UNESCO officially adopted futures literacy as part of its
global agenda, hosting Futures Literacy Laboratories (FLLs) across dozens of
countries. These labs invited citizens, students, policymakers, and communities
to practice imagining multiple futures and to reflect on the stories shaping
their choices today.
From foresight to literacy
What made futures literacy distinct from earlier foresight
work was its focus on capacity-building rather than prediction.

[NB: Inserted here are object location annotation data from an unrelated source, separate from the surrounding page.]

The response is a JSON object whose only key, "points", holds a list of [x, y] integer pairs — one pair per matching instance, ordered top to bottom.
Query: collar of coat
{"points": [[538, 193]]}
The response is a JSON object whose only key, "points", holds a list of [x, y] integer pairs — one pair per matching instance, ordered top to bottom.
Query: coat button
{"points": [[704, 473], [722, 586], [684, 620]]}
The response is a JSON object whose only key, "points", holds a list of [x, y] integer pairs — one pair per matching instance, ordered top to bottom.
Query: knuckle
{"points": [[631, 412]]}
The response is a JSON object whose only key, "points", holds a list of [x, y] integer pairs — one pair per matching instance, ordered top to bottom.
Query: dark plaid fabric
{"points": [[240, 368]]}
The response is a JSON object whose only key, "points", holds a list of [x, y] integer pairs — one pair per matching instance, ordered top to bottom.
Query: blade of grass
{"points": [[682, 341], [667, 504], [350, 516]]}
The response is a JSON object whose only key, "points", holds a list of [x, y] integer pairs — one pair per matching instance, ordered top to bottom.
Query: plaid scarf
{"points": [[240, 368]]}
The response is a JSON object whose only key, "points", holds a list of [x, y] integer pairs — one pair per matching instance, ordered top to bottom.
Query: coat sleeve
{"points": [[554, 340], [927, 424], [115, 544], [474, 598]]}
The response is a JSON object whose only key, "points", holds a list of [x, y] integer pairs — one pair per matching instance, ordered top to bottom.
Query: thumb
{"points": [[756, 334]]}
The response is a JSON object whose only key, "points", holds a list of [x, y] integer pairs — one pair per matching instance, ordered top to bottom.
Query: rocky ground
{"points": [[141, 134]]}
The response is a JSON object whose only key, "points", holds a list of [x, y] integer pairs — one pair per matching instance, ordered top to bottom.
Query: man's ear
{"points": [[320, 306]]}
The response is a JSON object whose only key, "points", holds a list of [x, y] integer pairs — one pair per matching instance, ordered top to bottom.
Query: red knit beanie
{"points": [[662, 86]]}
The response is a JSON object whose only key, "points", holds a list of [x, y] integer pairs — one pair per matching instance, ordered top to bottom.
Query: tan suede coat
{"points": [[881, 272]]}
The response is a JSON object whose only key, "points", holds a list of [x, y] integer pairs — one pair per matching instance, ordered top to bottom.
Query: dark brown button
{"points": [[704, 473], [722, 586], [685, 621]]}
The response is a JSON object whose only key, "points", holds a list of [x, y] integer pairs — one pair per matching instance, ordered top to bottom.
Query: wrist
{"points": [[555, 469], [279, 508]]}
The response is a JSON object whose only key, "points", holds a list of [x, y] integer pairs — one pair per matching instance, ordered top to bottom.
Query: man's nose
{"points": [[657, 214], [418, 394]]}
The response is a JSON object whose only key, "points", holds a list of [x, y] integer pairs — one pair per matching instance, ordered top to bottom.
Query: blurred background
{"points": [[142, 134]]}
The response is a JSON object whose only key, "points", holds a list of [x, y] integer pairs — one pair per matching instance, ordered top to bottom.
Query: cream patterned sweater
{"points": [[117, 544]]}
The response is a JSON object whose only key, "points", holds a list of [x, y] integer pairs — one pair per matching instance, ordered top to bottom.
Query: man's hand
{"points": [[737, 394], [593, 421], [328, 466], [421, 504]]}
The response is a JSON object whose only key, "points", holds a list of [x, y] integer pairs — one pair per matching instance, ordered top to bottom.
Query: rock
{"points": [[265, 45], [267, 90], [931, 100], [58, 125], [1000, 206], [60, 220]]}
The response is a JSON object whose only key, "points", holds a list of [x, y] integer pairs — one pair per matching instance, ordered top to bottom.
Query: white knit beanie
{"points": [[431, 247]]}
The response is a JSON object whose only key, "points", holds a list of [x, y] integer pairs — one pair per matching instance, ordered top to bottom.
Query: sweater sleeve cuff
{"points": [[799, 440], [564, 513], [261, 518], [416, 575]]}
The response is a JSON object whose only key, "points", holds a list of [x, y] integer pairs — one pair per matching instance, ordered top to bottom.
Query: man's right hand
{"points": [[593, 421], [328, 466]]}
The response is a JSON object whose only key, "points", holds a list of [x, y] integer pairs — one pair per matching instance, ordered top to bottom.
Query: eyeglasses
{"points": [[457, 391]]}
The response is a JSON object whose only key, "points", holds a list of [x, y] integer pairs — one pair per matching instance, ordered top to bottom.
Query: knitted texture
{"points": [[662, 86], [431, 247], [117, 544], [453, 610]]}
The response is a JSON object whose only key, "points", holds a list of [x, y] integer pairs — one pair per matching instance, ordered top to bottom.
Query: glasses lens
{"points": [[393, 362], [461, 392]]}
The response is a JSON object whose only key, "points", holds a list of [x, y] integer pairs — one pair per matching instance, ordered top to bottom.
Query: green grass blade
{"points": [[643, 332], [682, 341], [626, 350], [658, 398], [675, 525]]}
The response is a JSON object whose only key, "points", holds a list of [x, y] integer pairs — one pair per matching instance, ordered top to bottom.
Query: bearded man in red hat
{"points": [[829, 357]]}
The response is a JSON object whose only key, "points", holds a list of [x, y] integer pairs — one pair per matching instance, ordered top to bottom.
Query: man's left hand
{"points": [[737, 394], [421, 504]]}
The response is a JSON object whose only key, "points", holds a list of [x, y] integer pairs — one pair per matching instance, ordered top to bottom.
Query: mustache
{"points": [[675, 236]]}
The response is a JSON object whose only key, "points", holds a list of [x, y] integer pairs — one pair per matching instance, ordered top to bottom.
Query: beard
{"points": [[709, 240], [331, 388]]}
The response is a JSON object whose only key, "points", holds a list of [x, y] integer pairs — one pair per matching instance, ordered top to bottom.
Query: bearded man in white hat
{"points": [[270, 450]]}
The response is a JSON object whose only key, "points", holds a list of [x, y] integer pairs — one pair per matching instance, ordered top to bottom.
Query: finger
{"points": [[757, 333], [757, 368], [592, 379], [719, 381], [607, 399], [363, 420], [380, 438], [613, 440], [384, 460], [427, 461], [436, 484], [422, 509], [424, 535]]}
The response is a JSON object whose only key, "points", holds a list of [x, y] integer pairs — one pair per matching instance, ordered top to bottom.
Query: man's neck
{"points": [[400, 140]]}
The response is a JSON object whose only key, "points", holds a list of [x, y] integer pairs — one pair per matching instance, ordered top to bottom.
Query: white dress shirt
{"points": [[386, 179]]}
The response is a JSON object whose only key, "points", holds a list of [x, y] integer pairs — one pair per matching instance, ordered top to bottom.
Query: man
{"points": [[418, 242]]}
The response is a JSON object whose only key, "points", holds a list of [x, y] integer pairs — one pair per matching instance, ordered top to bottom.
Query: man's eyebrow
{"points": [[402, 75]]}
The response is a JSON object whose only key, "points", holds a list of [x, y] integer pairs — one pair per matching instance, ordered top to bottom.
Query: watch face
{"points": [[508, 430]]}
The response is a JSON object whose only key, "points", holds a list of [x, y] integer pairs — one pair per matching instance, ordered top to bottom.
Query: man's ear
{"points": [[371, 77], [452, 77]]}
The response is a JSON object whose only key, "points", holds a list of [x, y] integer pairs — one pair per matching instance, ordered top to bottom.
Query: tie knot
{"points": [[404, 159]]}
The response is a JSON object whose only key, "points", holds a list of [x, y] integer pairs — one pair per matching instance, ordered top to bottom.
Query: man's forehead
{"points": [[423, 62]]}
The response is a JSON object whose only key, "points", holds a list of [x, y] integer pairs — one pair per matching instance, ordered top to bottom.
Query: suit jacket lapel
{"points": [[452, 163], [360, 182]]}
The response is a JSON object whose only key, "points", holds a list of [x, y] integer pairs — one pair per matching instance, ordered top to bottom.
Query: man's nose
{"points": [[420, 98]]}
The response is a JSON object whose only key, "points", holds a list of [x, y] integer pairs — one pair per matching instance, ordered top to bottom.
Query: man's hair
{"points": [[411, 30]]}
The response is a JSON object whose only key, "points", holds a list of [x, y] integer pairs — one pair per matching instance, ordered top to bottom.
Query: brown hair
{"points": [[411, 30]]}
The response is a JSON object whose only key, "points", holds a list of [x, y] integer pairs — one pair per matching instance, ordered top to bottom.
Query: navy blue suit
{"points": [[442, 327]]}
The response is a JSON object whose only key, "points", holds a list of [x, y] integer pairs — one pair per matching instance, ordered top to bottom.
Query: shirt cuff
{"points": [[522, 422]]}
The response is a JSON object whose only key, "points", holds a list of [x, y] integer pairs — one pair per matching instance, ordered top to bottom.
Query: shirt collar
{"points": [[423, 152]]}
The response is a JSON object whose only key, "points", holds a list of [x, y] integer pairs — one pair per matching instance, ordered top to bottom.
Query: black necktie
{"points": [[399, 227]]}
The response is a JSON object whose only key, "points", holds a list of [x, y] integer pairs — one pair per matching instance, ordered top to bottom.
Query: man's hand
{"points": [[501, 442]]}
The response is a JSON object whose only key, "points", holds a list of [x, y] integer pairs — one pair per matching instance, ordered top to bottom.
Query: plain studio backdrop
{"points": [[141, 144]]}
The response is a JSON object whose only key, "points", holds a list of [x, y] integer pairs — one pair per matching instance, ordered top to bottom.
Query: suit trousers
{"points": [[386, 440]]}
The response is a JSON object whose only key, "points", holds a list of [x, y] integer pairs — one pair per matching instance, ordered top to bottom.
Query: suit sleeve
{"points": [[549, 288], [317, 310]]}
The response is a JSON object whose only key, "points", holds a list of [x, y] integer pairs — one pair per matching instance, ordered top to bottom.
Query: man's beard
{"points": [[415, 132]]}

Traditional forecasting asked: What will happen? Futures
literacy asked: How can we use the future better? It shifted
the emphasis from experts making projections to ordinary people learning to see
futures as plural, uncertain, and full of possibility.
Growing momentum in the 2010s and 2020s
Throughout the 2010s, the idea spread beyond UNESCO.
Universities began offering courses in futures literacy. NGOs and governments
experimented with participatory foresight methods. Schools, museums, and local
councils began using futures literacy to engage youth and communities. In 2020,
UNESCO published a landmark report, Futures Literacy: Knowing How to
Embrace the Unknown, which consolidated its global framework.
The COVID-19 pandemic accelerated interest, as the sudden disruption showed just how fragile predictions can be. Futures literacy gained recognition as a way to navigate uncertainty with creativity and resilience.
Futures literacy began in the mid-20th century with the
birth of futures studies, but it came into its own in the early 2000s when
UNESCO reframed it as a universal human skill. From military think tanks to
classrooms, from corporate boardrooms to community workshops, it has evolved
into a practice that belongs to everyone. Its history reminds us that the
ability to imagine tomorrow is not a luxury—it is part of what makes us human.